Sclerosing injections (polidocanol). These target neovascularization in chronic tendinopathy. Small trials show promise for Achilles and patellar tendinopathy, but evidence is insufficient for routine use.

None of these emerging therapies should replace the established foundation of eccentric exercise and load management for chronic tendinopathy.

Non-Drug Causes: Overuse, Biomechanics, and Systemic Conditions

Medications are only one piece of the tendinitis picture. Most cases originate from mechanical overuse, and a complete assessment must consider non-pharmacologic contributors.

Repetitive strain is the leading cause. Occupations requiring repetitive wrist extension (typing, assembly work), overhead arm movements (painting, construction), or running on hard surfaces without adequate recovery time create microtrauma that outpaces the tendon's repair capacity. The Occupational Safety and Health Administration (OSHA) estimates that musculoskeletal disorders including tendinopathy account for approximately 30% of all workplace injuries requiring time off [16].

Biomechanical factors including flat feet, leg-length discrepancy, and poor joint alignment concentrate stress on specific tendons. Sudden increases in training volume (the "too much, too soon" pattern) are a consistent trigger in athletes. A prospective study of 725 military recruits found the incidence of Achilles tendinopathy was 52% higher in those who increased running volume by more than 30% over a two-week period [17].

Systemic conditions raise baseline tendinopathy risk. Diabetes mellitus alters tendon collagen cross-linking through glycation, increasing stiffness and reducing tensile strength. Rheumatoid arthritis, psoriatic arthritis, and gout can directly inflame tendon sheaths. Hypothyroidism slows connective tissue turnover and is associated with bilateral tendinopathy, particularly of the shoulder.

Age is a non-modifiable risk factor. Tendon blood supply, water content, and proteoglycan concentration all decline after age 35 to 40. The cumulative effect reduces the tendon's ability to withstand load and recover from microinjury.

When to Seek Medical Evaluation

Most tendinitis resolves with rest, activity modification, and short-term NSAID use. Certain features warrant prompt medical attention.

See a clinician if you experience:

• Sudden, severe pain with a popping sensation (possible tendon rupture)
• Inability to move the affected joint through its normal range
• Symptoms lasting longer than 2 to 3 weeks despite conservative treatment
• Tendon pain that started after beginning a new medication, particularly a fluoroquinolone
• Night pain that disrupts sleep, suggesting more advanced tendon disease or an alternative diagnosis
• Redness, warmth, and fever over the tendon (possible infectious tenosynovitis, a surgical emergency)

Diagnosis typically involves clinical examination and may include ultrasound or MRI to evaluate tendon integrity. Ultrasound has a sensitivity of 79% and specificity of 94% for detecting Achilles tendon tears [18]. MRI provides superior soft-tissue detail and can identify partial tears, tendinosis changes, and surrounding bursitis.

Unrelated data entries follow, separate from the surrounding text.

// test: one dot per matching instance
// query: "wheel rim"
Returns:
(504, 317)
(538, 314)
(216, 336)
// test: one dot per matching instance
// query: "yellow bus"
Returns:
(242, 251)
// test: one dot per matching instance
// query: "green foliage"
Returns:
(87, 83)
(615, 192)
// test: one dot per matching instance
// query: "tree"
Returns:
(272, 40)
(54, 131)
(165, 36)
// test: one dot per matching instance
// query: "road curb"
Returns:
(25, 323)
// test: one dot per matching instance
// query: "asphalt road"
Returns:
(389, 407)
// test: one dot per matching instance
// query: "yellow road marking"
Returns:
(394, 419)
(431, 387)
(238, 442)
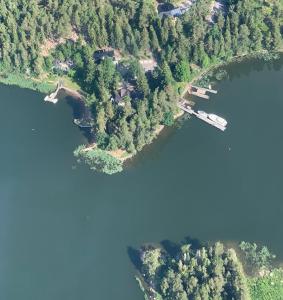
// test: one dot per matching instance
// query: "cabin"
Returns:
(174, 11)
(125, 90)
(104, 53)
(63, 66)
(148, 64)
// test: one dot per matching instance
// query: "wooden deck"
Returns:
(183, 105)
(197, 91)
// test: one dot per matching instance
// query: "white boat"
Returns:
(202, 113)
(217, 119)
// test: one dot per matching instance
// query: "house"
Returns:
(125, 90)
(63, 66)
(177, 11)
(107, 52)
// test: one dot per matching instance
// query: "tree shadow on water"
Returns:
(134, 256)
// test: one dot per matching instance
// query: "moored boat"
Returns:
(217, 119)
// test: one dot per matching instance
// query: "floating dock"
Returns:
(198, 91)
(185, 107)
(53, 96)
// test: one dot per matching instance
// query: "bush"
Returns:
(257, 257)
(99, 160)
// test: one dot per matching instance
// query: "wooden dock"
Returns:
(198, 91)
(183, 105)
(53, 96)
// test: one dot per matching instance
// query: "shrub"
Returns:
(98, 160)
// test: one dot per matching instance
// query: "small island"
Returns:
(130, 61)
(197, 271)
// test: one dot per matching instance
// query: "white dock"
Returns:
(185, 107)
(53, 96)
(205, 89)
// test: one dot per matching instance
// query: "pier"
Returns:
(198, 91)
(53, 96)
(183, 105)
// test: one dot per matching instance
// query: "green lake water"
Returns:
(65, 231)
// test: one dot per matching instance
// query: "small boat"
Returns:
(217, 119)
(202, 113)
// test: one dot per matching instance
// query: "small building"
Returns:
(108, 52)
(177, 11)
(63, 66)
(125, 90)
(148, 64)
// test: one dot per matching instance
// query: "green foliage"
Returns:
(26, 82)
(78, 29)
(168, 119)
(99, 160)
(268, 286)
(206, 272)
(257, 257)
(182, 72)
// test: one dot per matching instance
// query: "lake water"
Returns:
(65, 230)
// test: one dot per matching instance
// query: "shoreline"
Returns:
(46, 87)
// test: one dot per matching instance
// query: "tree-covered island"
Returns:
(191, 271)
(132, 58)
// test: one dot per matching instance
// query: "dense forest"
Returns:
(128, 102)
(205, 272)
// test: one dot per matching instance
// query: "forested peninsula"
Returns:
(131, 58)
(194, 271)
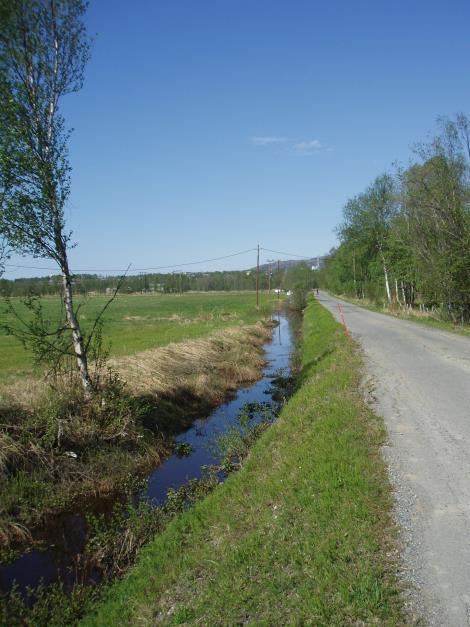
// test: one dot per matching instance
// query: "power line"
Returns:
(163, 267)
(166, 267)
(278, 252)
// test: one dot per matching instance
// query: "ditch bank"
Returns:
(66, 538)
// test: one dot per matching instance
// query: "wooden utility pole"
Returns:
(257, 278)
(278, 281)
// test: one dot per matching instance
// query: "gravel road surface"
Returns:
(421, 379)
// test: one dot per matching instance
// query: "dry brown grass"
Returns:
(208, 367)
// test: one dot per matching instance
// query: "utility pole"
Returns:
(278, 282)
(257, 278)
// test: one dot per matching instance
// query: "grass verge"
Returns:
(56, 452)
(301, 535)
(426, 318)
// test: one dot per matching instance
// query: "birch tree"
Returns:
(43, 53)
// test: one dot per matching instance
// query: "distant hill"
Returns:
(315, 263)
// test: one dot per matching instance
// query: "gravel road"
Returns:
(421, 379)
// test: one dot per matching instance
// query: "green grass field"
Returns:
(301, 535)
(142, 321)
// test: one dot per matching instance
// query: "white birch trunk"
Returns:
(77, 339)
(387, 285)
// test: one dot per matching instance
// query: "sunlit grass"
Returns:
(142, 321)
(301, 535)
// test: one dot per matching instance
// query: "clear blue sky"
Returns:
(208, 126)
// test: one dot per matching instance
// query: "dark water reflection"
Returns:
(67, 536)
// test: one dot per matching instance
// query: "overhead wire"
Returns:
(162, 267)
(148, 269)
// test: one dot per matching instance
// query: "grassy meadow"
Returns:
(301, 535)
(137, 322)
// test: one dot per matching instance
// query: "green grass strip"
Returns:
(301, 535)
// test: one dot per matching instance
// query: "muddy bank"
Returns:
(58, 456)
(194, 452)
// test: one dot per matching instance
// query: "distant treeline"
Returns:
(176, 282)
(405, 240)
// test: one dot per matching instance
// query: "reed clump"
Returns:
(57, 450)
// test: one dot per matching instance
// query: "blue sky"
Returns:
(207, 127)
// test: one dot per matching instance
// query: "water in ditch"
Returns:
(68, 534)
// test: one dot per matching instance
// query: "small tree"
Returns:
(43, 53)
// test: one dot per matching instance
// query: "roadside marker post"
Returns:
(341, 313)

If a drug-induced cause is suspected, the prescribing physician should evaluate whether the medication can be discontinued or substituted. For fluoroquinolone-associated tendinitis, the antibiotic should be stopped immediately and an alternative class used for the remaining course of infection.

Patients taking statins who develop tendon symptoms should discuss the risk-benefit ratio of continuing therapy with their cardiologist. Switching to a different statin or reducing the dose resolves symptoms in most cases. Complete statin discontinuation requires weighing tendon symptoms against cardiovascular risk reduction.